Chris Gudgeon of Kiwi Income Property Trust has defended the $125 million notes issue which opens today.
Gudgeon, chief executive of Kiwi's manager, was responding to criticism that the mandatory convertible notes issue would be a bad deal for the business and its unit holders - but a good deal for the manager.
Kiwi is offering to pay 8.95 per cent on the notes annually over the five-year term. The offer closes on December 11. The notes are expected to begin trading on the NZX on December 16.
Gudgeon said the deal was important for the trust, an effective way to raise capital and he cited three reasons for that. "This is a five-year investment so in terms of prudent capital management, that's a good thing," he said.
"We already have mandatory convertible notes which convert [to units in the trust] in June next year so we're replacing those. We're also positioning ourselves to take advantage of a very nice property investment opportunity with an 18-year lease to a blue chip tenant which frankly is a once-in-18-year deal.
"It's a very special opportunity and all going well, will be a great investment for the trust.
"So I absolutely refute that this is an expensive way to raise money. This is a very cost-effective way."
A $130 million development deal is expected to see Kiwi build new offices for either ANZ National or ASB on Halsey St in the Viaduct and the $125 million will be used partly to fund that.
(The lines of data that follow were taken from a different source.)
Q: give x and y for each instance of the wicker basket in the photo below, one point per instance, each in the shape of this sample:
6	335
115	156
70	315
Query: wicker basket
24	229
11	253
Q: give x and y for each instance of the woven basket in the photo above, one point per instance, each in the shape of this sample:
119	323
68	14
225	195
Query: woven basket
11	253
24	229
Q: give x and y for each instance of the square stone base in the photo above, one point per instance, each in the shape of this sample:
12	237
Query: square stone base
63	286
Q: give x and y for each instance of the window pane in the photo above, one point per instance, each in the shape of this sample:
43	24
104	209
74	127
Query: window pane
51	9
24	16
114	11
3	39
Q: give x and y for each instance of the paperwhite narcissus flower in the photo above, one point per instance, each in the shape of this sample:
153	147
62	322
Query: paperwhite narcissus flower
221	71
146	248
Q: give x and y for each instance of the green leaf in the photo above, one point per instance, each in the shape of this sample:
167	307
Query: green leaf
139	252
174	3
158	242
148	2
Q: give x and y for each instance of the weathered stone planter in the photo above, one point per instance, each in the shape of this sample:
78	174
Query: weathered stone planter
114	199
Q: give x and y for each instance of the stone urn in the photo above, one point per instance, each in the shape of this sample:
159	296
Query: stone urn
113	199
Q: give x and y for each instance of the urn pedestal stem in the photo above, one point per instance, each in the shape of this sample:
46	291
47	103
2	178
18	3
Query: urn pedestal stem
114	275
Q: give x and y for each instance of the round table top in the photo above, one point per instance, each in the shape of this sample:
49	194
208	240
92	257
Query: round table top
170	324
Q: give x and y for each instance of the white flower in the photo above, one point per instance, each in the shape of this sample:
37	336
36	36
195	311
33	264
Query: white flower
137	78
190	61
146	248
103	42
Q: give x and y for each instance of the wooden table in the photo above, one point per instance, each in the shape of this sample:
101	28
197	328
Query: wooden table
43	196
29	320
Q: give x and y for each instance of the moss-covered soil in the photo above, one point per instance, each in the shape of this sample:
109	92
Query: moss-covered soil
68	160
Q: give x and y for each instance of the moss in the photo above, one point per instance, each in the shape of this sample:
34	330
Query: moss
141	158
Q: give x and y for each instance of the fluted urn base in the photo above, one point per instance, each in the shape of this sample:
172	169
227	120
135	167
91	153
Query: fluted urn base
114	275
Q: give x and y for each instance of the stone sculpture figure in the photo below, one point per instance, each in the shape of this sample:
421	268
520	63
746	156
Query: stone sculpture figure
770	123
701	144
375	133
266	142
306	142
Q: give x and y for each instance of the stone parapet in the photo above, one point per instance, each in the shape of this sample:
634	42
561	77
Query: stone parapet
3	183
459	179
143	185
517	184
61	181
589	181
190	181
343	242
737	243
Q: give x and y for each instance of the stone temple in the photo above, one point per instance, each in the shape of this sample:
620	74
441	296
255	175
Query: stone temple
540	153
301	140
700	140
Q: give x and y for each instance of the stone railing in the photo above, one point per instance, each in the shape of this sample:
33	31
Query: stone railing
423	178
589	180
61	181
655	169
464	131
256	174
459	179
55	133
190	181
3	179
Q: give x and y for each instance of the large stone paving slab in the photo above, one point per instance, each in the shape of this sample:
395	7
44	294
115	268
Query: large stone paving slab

The bank would lease the building for 18 years and this would be Kiwi's second huge development this decade after Sylvia Park.
Gudgeon said Kiwi executives planned to meet UBS analyst Lance Reynolds today. He wrote an analysis which questioned some aspects of the new development. Reynolds is concerned about the impact on other Auckland Kiwi office properties.
Although the development would see the trust's weighting in prime office-grade assets climb from 55 per cent to 65 per cent, Reynolds is worried about Kiwi's National Bank Centre on Queen St and the Auckland Regional Council headquarters that it owns on Pitt St.
"The space created by the development would likely increase market vacancy in the short term, especially in the southern end of the city.
"This could impact demand for Kiwi's National Bank Centre and Pitt Street properties in our view," Reynolds wrote.